If other wealthy countries are not pulling their weight (spoiler: they are not), the US can work to bring them along. As the first country to approve boosters for the general population, the US should set an example by coupling the rollout of boosters with a coordinated plan of action to get vaccine doses where they are needed most around the world. Along with other global health and policy experts, we recently proposed a specific path through which the US can demonstrate this type of necessary global leadership.
Slowing transmission of the virus everywhere is critical. We cannot stop the pandemic at home (wherever home may be) until every part of the world is able to reduce infections.
INTERESTING TRENDS
Significant updates, news, and trends we saw last week:
- The US government announced that Covid-19 booster shots will be made available to the general population, eight months after the second shot, in order to combat waning efficacy. (See the post above for our take on this.)

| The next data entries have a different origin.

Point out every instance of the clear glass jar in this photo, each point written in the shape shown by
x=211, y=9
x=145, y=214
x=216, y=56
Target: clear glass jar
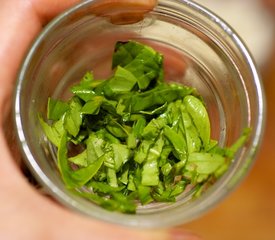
x=216, y=62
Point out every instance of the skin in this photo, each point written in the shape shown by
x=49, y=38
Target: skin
x=25, y=213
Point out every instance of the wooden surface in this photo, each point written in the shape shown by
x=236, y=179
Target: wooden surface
x=249, y=212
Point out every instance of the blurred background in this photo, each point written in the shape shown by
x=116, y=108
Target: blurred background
x=249, y=212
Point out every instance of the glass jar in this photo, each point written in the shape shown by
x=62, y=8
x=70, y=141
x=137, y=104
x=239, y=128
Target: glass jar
x=206, y=53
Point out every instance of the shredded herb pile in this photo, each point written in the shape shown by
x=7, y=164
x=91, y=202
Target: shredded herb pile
x=134, y=138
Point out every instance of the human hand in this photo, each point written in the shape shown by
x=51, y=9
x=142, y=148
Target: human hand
x=25, y=213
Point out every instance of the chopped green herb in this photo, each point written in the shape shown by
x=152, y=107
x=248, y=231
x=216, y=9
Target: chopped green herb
x=134, y=138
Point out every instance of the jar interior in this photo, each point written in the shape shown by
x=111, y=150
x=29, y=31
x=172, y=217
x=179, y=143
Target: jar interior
x=204, y=60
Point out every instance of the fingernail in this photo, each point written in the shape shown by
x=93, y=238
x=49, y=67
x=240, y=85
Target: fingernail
x=179, y=234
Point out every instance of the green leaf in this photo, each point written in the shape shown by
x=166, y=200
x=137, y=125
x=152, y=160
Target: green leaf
x=73, y=117
x=204, y=163
x=56, y=109
x=123, y=81
x=54, y=132
x=150, y=170
x=92, y=106
x=199, y=116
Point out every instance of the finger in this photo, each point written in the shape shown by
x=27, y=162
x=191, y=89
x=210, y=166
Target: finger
x=123, y=11
x=19, y=30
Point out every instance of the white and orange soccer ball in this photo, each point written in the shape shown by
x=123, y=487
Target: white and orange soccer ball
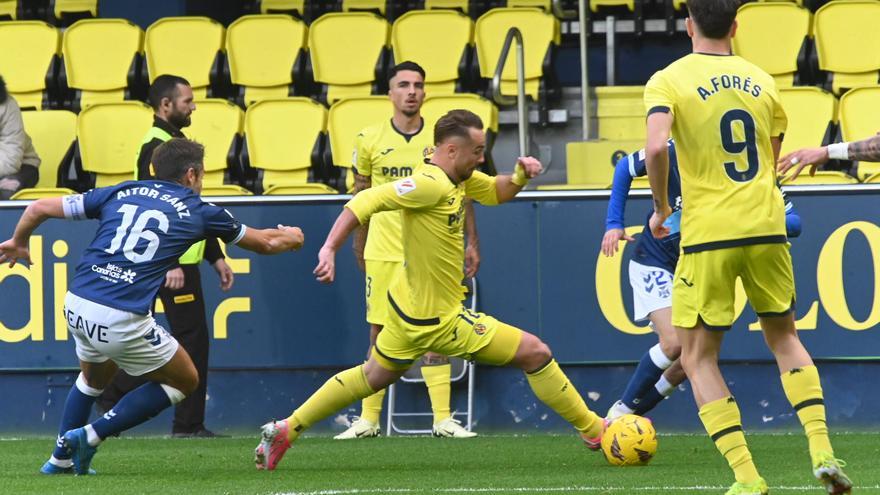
x=629, y=440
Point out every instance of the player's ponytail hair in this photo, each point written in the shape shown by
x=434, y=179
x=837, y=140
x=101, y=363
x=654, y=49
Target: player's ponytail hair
x=174, y=157
x=456, y=123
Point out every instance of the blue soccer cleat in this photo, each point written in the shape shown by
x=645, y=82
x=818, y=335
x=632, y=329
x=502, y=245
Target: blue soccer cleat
x=76, y=441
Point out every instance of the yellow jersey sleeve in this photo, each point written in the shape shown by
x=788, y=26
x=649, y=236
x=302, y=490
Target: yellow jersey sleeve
x=481, y=187
x=416, y=192
x=659, y=95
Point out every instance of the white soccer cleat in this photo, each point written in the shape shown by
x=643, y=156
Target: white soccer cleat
x=360, y=428
x=451, y=428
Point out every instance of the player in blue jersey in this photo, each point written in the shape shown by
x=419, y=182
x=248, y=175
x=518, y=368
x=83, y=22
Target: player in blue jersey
x=144, y=228
x=650, y=275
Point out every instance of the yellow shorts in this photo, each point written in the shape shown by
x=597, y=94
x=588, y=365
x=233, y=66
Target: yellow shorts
x=705, y=283
x=380, y=274
x=468, y=335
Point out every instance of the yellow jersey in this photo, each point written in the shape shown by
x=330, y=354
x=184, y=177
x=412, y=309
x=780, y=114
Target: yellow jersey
x=432, y=213
x=725, y=110
x=385, y=154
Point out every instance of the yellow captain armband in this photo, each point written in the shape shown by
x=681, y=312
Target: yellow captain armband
x=519, y=176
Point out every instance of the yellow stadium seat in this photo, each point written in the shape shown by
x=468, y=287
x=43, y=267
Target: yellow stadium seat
x=224, y=190
x=346, y=49
x=822, y=177
x=346, y=120
x=438, y=40
x=263, y=52
x=620, y=111
x=298, y=189
x=276, y=6
x=53, y=133
x=100, y=56
x=218, y=125
x=188, y=47
x=110, y=136
x=780, y=25
x=858, y=113
x=42, y=192
x=460, y=5
x=540, y=31
x=361, y=5
x=28, y=51
x=847, y=44
x=283, y=140
x=592, y=162
x=811, y=113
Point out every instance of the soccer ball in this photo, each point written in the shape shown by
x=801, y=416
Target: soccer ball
x=629, y=440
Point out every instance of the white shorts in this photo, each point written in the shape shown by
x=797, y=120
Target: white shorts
x=136, y=343
x=652, y=289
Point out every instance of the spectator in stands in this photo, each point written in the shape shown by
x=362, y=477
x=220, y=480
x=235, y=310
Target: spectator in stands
x=19, y=163
x=172, y=100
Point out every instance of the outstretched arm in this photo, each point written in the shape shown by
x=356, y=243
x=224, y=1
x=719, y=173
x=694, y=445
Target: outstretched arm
x=35, y=214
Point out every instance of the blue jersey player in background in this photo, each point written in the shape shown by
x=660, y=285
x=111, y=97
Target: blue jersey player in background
x=650, y=275
x=145, y=227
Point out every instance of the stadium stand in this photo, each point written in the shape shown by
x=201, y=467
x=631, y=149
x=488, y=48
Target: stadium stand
x=811, y=114
x=218, y=125
x=540, y=31
x=441, y=41
x=348, y=54
x=782, y=25
x=265, y=54
x=108, y=138
x=190, y=47
x=29, y=57
x=101, y=61
x=847, y=46
x=284, y=140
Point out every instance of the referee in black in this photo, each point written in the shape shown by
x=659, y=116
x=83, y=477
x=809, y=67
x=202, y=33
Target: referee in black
x=172, y=100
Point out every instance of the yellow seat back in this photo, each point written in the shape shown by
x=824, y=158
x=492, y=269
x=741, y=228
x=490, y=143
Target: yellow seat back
x=345, y=49
x=782, y=26
x=185, y=47
x=52, y=132
x=27, y=49
x=110, y=137
x=811, y=113
x=98, y=54
x=262, y=50
x=842, y=45
x=436, y=40
x=281, y=135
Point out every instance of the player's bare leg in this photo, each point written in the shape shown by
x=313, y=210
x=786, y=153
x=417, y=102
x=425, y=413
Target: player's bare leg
x=800, y=380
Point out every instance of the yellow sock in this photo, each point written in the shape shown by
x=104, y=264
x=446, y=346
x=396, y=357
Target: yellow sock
x=723, y=424
x=553, y=388
x=338, y=392
x=371, y=407
x=804, y=391
x=438, y=380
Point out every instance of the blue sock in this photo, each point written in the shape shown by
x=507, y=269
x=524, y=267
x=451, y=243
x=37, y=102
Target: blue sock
x=134, y=408
x=649, y=370
x=77, y=409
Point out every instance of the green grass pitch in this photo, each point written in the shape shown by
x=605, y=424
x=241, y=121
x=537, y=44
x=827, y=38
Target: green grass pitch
x=527, y=464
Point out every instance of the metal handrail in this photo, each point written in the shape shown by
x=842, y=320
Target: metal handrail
x=520, y=98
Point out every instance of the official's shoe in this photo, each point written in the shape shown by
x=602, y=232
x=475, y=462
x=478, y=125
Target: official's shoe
x=829, y=471
x=451, y=428
x=273, y=445
x=76, y=441
x=757, y=488
x=360, y=428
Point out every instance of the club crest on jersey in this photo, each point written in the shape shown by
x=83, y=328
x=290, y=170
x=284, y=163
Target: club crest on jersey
x=404, y=186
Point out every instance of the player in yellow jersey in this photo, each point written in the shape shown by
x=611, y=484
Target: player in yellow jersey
x=385, y=152
x=425, y=299
x=727, y=122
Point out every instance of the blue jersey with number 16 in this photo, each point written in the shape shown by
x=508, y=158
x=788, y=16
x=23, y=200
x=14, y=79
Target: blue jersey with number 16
x=145, y=227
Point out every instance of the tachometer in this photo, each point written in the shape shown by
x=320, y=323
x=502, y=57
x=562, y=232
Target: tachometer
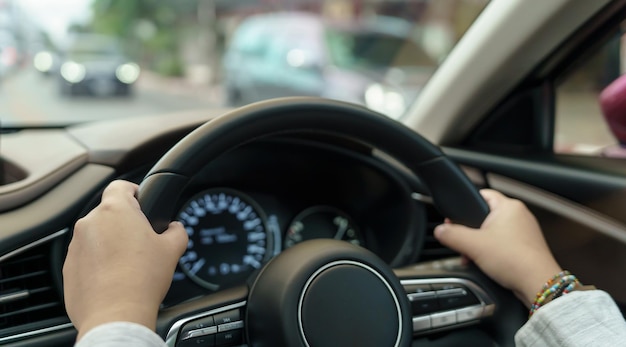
x=228, y=238
x=322, y=222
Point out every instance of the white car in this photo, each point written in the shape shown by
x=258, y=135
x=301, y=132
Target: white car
x=263, y=189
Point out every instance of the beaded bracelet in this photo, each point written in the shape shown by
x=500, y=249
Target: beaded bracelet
x=565, y=284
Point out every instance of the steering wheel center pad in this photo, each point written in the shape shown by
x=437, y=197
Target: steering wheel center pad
x=321, y=291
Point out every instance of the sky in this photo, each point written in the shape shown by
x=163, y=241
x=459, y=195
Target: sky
x=55, y=16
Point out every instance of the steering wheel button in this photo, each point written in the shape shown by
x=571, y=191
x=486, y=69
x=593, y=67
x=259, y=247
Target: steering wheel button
x=229, y=338
x=205, y=341
x=469, y=314
x=227, y=317
x=442, y=319
x=423, y=303
x=421, y=323
x=197, y=324
x=230, y=326
x=417, y=288
x=199, y=332
x=446, y=286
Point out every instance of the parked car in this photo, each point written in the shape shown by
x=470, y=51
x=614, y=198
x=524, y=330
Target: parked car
x=259, y=186
x=377, y=62
x=94, y=64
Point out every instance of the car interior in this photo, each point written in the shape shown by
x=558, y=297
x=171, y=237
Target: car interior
x=285, y=198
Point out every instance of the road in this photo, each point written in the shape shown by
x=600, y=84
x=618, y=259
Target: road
x=27, y=97
x=30, y=98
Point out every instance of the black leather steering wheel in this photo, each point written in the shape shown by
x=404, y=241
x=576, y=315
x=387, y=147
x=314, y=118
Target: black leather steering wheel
x=295, y=299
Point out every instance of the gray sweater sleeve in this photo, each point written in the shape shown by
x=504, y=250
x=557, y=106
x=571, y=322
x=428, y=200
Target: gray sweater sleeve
x=580, y=318
x=118, y=334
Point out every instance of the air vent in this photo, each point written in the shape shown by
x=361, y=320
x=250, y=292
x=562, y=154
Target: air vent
x=433, y=250
x=28, y=297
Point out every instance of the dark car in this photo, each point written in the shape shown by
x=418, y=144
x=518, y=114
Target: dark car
x=95, y=65
x=375, y=62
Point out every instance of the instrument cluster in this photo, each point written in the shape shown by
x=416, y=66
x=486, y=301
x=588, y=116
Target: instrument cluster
x=242, y=211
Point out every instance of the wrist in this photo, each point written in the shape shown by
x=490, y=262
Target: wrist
x=119, y=313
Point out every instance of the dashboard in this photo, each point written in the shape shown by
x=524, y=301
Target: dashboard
x=244, y=210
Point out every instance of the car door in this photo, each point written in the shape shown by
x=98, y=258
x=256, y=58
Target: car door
x=548, y=143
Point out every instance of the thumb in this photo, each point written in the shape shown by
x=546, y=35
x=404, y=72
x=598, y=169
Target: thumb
x=460, y=238
x=176, y=237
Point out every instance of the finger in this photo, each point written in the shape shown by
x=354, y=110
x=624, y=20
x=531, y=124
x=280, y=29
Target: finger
x=120, y=190
x=460, y=238
x=176, y=237
x=492, y=197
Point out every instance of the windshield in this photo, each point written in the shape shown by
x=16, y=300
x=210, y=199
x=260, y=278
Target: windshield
x=64, y=62
x=372, y=50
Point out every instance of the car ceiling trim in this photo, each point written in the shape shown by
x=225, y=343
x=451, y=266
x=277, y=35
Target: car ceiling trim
x=35, y=333
x=33, y=244
x=504, y=45
x=558, y=205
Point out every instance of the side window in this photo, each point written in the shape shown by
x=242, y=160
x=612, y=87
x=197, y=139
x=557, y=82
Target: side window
x=591, y=103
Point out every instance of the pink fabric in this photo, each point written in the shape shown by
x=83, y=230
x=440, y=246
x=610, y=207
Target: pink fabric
x=613, y=105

- A new study from Oxford University found that both the Pfizer-BioNTech and Oxford-AstraZeneca vaccines provide strong protection against the Delta variant but that the efficacy does wane over time.
- Australia extends lockdown for Sydney until end of September
- Millions of the Janssen (J&J) vaccine doses coming from the Aspen plant in South Africa are being exported to Europe, while South Africa is still waiting for its order of 31 million to be filled.
- New article in Science looks at the evolution of Covid-19 variants and what we can learn from other viruses.
- Also in Science this month, insights on how the “super immunity” of those who survived the 2003 SARS epidemic contribute to development of a pan-coronavirus vaccine.
- WHO flags counterfeit versions of the Serum Institute’s Covishield (Oxford-AstraZeneca) vaccine in both India and Africa.
- Pope Francis encouraged Covid-19 vaccination, calling it an “act of love” and stating that “vaccination is a simple but profound way of promoting the common good and caring for each other, especially the most vulnerable."
- The US Centers for Disease Control and Prevention (CDC) announced a new Center for Forecasting and Outbreak Analytics, to increase the availability and use of data in public health decision making. new disease forecasting
- Australia’s government faced criticism this week for ordering 500,000 doses of Pfizer-BioNTech’s vaccine from COVAX. Faced with a population suspicious of the Oxford-AstraZeneca vaccine, which was meant to form the bulk of Australia’s national supply, the government is scrambling to secure additional doses of Pfizer-BioNTech.